CASAL, Eduardo Haak

Digo à minha mulher que vou ao clube treinar.

 

Eu faço esgrima ali na Rua Araújo, a desculpa do clube é perfeita, meu material fica lá e não tenho de explicar depois o fato de voltar para casa de banho tomado.

 

Antes leva o lixo, ela diz, sem tirar os olhos da TV.

 

Recolho os sacos na cozinha, saio ao hall, chamo o elevador de serviço. O elevador demora bastante e quando chega está lotado, preciso esperar que volte sem ninguém. Decido ir pela escada, desço os oito lances e enfim deposito o lixo na caçamba. Fumo um cigarro, depois chamo o elevador social e volto a meu apartamento.

 

Minha mulher não está mais na sala. Pego minha carteira, dou uma espiada e vejo que as quatro notas de cem estão mesmo ali, tenho toc com carteira, documentos, cartão de banco. Não vou levar o cartão, o que vou fazer só pode ser pago em dinheiro. Ando até a porta do quarto, dou uma batidinha e digo sem abri-la, amor, estou indo, tchau.

 

Ela não responde.

 

Tomo de novo o elevador e saio à rua. O flat da Kátia-19-anos fica a uns quatro quarteirões. Já estive nesse flat outras vezes.

 

Chego e me apresento na recepção. O porteiro interfona e diz meu nome, em seguida faz um gesto vago na direção dos elevadores, duzentos e três, segundo andar.

 

Subo. Toco a campainha.

 

Kátia abre a porta e nos cumprimentamos com um beijo no rosto. Surpreendentemente ela é mais bonita ao vivo do que nas fotos do site, embora tenha mais do que dezenove anos. Seu flat é bem arrumado e parece limpo.

 

Vamos para o quarto. Ela tira de um guarda-roupa uma toalha lacrada com plástico. Abro minha carteira, pego as quatro notas de cem e vejo que há uma coisa escrita no verso de uma delas. Olho as outras, também estão rabiscadas, é a letra da minha mulher, o que ela escreveu nas cédulas contém informações extremamente sigilosas a meu respeito. Não tenho como riscar por cima, ela fez uma letra grande que ocupou quase que o verso inteiro das cédulas.
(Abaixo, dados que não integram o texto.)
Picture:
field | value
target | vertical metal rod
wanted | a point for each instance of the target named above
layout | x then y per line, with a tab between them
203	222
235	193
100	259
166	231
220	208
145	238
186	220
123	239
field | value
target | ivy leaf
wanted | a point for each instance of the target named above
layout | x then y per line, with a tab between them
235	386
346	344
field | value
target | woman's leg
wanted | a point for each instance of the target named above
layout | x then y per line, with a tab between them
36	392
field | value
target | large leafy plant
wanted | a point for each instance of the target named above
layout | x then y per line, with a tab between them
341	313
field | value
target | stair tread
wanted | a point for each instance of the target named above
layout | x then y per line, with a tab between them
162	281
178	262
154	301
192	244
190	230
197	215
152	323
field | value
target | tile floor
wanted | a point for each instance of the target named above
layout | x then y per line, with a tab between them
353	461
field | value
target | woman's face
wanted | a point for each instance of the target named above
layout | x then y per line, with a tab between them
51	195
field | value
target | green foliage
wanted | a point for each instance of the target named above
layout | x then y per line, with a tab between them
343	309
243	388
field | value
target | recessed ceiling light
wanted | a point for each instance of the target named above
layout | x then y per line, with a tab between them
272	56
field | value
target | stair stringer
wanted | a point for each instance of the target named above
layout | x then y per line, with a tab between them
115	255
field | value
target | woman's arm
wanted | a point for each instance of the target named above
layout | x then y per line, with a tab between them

Vou ter de incinerar esses quatrocentos reais.

 

Digo à Katia que estou com um problema, depois marcamos outro encontro, o.k.?, peço desculpas e ela me conduz à porta e me despeço dela e ela fecha a porta.

 

Saio à rua.

 

Voltar para casa agora é impraticável, preciso espairecer, fazer alguma coisa, ir ao cinema ou parar num bar, o problema é que estou sem dinheiro e não trouxe meu cartão, então permaneço ali, parado em frente ao flat, pensando que o homem que não tem dinheiro é o homem mais inútil que existe.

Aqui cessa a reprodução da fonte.